Hm I'm still not sure I understand what you mean by "sets up and tears down the entire main loop". Even in normal cocoa applications every keystroke or input event causes an event to be dispatched from WindowServer to the application which gets handled by the runloop. The expectation of course is that you never do any blocking work on this runloop. nextEventMatchingMask doesn't have to block, you can have it return if there are no events that need to be processed so it can integrate with your own runloop (of course bypassing [NSApplication run] and implementing the runloop yourself this way is discouraged, but I don't think it's forbidden)
The model of "slurp some events from a queue-like thing, throw some drawing at another queue-like thing, then wait for another event" is precisely what [NSApplication run] already implements. Per Apple
>A Cocoa application is event driven: It fetches an event from the queue, dispatches it to an appropriate object, and, after the event is handled, fetches the next event. With some exceptions (such as modal event loops) an application continues in this pattern until the user quits it.
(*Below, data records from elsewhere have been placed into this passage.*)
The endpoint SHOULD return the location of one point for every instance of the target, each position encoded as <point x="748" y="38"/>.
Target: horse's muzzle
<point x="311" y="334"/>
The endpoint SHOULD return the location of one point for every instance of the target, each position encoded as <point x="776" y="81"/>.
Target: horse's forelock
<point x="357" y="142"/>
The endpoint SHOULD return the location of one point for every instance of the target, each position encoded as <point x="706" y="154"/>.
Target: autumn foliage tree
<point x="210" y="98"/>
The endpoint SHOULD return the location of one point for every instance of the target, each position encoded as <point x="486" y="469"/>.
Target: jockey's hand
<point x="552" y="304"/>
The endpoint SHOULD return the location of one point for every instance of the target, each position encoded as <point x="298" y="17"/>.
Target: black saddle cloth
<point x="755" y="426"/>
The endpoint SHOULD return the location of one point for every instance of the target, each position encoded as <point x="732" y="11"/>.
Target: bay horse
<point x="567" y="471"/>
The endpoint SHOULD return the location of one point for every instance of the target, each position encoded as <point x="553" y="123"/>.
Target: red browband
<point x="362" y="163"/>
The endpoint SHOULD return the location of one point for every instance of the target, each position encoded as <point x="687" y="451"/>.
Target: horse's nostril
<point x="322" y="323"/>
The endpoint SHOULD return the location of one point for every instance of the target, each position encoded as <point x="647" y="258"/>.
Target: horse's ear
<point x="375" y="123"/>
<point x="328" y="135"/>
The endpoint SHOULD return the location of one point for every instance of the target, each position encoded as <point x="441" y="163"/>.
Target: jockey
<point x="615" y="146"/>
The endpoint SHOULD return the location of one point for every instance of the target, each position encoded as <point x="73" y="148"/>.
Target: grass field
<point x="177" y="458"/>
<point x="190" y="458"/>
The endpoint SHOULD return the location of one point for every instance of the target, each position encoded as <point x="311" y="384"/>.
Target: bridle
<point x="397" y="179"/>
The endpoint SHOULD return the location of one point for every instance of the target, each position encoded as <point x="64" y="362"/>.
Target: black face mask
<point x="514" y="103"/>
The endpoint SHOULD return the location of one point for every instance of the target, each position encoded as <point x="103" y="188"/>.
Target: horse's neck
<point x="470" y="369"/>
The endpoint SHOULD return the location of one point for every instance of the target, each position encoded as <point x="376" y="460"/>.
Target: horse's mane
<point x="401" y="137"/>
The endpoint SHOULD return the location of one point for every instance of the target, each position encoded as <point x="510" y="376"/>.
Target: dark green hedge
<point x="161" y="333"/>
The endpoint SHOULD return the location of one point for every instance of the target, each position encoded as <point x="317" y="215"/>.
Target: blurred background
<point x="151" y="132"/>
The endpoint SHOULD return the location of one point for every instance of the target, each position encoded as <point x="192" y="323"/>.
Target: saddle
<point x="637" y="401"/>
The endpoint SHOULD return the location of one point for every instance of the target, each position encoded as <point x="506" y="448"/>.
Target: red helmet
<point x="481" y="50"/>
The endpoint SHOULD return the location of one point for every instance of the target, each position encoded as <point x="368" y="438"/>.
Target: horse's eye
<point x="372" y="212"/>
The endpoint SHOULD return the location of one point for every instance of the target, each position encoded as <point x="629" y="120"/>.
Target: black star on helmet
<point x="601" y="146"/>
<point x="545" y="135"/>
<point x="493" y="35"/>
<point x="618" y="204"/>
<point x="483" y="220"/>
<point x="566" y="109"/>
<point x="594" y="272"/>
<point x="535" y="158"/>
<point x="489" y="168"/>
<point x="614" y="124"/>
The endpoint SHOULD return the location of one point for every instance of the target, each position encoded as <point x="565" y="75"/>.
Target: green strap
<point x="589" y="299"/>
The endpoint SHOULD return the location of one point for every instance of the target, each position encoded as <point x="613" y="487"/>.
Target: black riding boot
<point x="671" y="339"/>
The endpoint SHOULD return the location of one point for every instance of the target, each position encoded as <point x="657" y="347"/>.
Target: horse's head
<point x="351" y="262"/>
Yeah I can't see it tearing down the message pipe, that would exit the app.
But what it is doing is first posting a message that will call `[NSApp stop]` then calling `[NSApp run]`. Which is odd, because `[NSApp nextEvent]` exists, but even if that doesn't work it's not the way I'd do it. However I'm sure there are very good reasons to do it this way when you know the emacs source.
With an old and conservative project like Emacs, the reason could just as likely be that it was done that way for the NEXTSTEP port in the early 90s and that nobody revisited it since then. Oftentimes the reason is just legacy, limited manpower and "don't fix what ain't broken".